Ogi menambahkan, perusahaan asuransi wajib menjelaskan produk asuransi yang ditawarkan kepada calon pemegang polis. Ogi menambahkan, RPOJK ditargetkan efektif mulai 1 Januari 2026.

“Ini harus disampaikan kepada konsumen nantinya kalau perusahaan asuransi menawarkan lebih dari satu produk yang ditawarkan kepada masyarakat. Ini kami sampaikan untuk memberikan pemahaman lebih lanjut kepada para pemegang polis,” pungkasnya.

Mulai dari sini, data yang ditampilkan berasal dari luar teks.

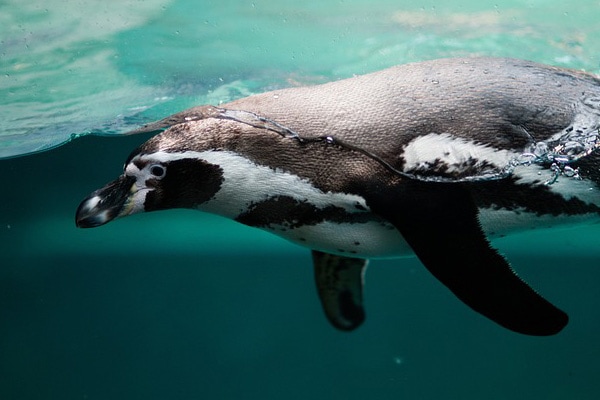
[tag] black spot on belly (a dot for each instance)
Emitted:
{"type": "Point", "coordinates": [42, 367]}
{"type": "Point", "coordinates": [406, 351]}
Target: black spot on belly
{"type": "Point", "coordinates": [292, 213]}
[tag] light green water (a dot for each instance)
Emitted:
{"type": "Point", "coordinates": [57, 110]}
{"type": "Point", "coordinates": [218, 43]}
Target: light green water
{"type": "Point", "coordinates": [181, 305]}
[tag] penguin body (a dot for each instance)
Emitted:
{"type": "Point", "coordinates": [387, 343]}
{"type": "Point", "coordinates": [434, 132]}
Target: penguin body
{"type": "Point", "coordinates": [430, 159]}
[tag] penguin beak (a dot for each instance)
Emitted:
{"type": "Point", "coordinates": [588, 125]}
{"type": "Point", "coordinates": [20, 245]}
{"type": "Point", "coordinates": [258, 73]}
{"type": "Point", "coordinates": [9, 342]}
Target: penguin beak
{"type": "Point", "coordinates": [105, 204]}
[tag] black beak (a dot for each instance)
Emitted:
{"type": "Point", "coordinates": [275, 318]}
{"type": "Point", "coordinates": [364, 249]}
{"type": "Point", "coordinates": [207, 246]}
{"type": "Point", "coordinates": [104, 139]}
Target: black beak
{"type": "Point", "coordinates": [104, 204]}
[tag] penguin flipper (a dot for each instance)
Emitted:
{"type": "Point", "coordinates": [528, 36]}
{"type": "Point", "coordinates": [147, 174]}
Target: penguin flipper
{"type": "Point", "coordinates": [339, 284]}
{"type": "Point", "coordinates": [439, 221]}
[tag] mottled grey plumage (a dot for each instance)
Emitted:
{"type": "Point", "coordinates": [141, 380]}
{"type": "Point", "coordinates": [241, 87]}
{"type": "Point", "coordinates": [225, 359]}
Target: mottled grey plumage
{"type": "Point", "coordinates": [431, 157]}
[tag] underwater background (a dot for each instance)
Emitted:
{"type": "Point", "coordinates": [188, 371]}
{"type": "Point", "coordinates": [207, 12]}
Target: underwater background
{"type": "Point", "coordinates": [184, 305]}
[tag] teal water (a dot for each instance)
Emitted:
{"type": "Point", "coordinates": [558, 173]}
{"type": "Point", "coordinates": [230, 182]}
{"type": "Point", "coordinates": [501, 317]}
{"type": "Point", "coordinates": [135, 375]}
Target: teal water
{"type": "Point", "coordinates": [180, 305]}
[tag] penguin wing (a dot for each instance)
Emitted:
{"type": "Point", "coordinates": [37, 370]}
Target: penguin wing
{"type": "Point", "coordinates": [440, 223]}
{"type": "Point", "coordinates": [339, 284]}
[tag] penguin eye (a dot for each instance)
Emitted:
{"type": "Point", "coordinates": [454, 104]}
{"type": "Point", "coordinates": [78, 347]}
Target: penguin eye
{"type": "Point", "coordinates": [158, 170]}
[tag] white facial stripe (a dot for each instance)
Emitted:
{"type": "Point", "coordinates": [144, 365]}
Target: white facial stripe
{"type": "Point", "coordinates": [452, 151]}
{"type": "Point", "coordinates": [246, 183]}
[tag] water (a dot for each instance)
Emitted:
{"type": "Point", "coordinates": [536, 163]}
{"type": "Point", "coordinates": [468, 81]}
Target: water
{"type": "Point", "coordinates": [183, 305]}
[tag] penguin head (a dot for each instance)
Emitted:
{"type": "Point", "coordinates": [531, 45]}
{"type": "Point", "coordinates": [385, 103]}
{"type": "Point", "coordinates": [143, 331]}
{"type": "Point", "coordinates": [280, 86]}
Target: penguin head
{"type": "Point", "coordinates": [152, 181]}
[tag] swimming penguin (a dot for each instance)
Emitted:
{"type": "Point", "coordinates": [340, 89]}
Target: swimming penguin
{"type": "Point", "coordinates": [431, 159]}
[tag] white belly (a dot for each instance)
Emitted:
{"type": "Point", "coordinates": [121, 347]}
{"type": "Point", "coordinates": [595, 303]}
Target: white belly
{"type": "Point", "coordinates": [374, 239]}
{"type": "Point", "coordinates": [379, 239]}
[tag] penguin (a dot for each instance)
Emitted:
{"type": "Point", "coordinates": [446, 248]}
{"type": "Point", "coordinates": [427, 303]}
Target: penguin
{"type": "Point", "coordinates": [431, 159]}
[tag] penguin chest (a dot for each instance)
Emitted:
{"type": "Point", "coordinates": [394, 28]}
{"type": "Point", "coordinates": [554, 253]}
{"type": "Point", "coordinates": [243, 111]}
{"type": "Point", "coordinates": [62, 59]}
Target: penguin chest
{"type": "Point", "coordinates": [292, 207]}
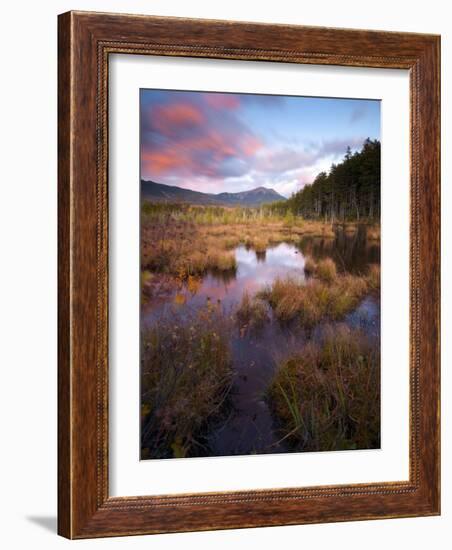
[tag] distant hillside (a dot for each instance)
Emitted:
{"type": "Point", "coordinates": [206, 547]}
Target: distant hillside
{"type": "Point", "coordinates": [158, 192]}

Studi Kasus: Penerapan Risk Sharing di Perusahaan Asuransi X
Perusahaan Asuransi X mulai mengimplementasikan skema risk sharing pada produk kesehatannya sejak awal tahun 2026. Dalam penerapannya, terjadi peningkatan jumlah nasabah sebesar 18% dibandingkan tahun sebelumnya. Sebanyak 62% nasabah memilih skema co-payment karena merasa lebih terjangkau. Namun, 23% nasabah mengeluhkan ketidakpahaman terhadap ketentuan deductible yang terlalu rumit. Studi kasus ini menunjukkan bahwa transparansi informasi dan edukasi kepada calon nasabah menjadi kunci keberhasilan penerapan risk sharing.

Data Riset Terbaru (2025)
Berdasarkan survei Lembaga Riset Keuangan 2025 terhadap 5.000 responden di 15 kota besar Indonesia:

  • 78% masyarakat menginginkan produk asuransi dengan premi lebih terjangkau
  • 61% bersedia memilih skema risk sharing jika mendapatkan penjelasan yang jelas
  • 45% masih bingung memahami perbedaan antara co-payment dan deductible
  • 34% menganggap bahwa fitur risk sharing membuat premi menjadi terlalu mahal

Simplifikasi Konsep Risk Sharing
Risk sharing dalam asuransi kesehatan dapat disederhanakan sebagai berikut:

  1. Co-payment: Nasabah bayar sebagian biaya rumah sakit, sisanya ditanggung asuransi
  2. Deductible: Nasabah bayar premi dulu, baru asuransi menanggung biaya klaim setelah melewati batas tertentu
  3. Tanpa Risk Sharing: Asuransi menanggung seluruh biaya sesuai polis tanpa biaya tambahan dari nasabah

Analisis dan Insight
Penerapan risk sharing sebenarnya merupakan solusi cerdas untuk membuat asuransi kesehatan lebih terjangkau bagi masyarakat luas. Namun, tantangan utamanya terletak pada edukasi dan transparansi informasi. Banyak calon nasabah masih menganggap risk sharing sebagai beban tambahan, padahal konsep ini justru dapat menurunkan premi bulanan hingga 30-40%. Perusahaan asuransi perlu lebih kreatif dalam menjelaskan manfaat konkret dari masing-masing skema kepada calon nasabah.

Dengan pemahaman yang tepat tentang risk sharing, masyarakat bisa memilih produk asuransi yang sesuai dengan kebutuhan dan kemampuan finansialnya. Ini adalah langkah maju dalam penguatan ekosistem asuransi kesehatan Indonesia yang lebih inklusif dan berkelanjutan. Yuk, jangan ragu untuk bertanya dan memahami secara mendalam sebelum memilih produk asuransi kesehatan yang tepat untuk Anda dan keluarga!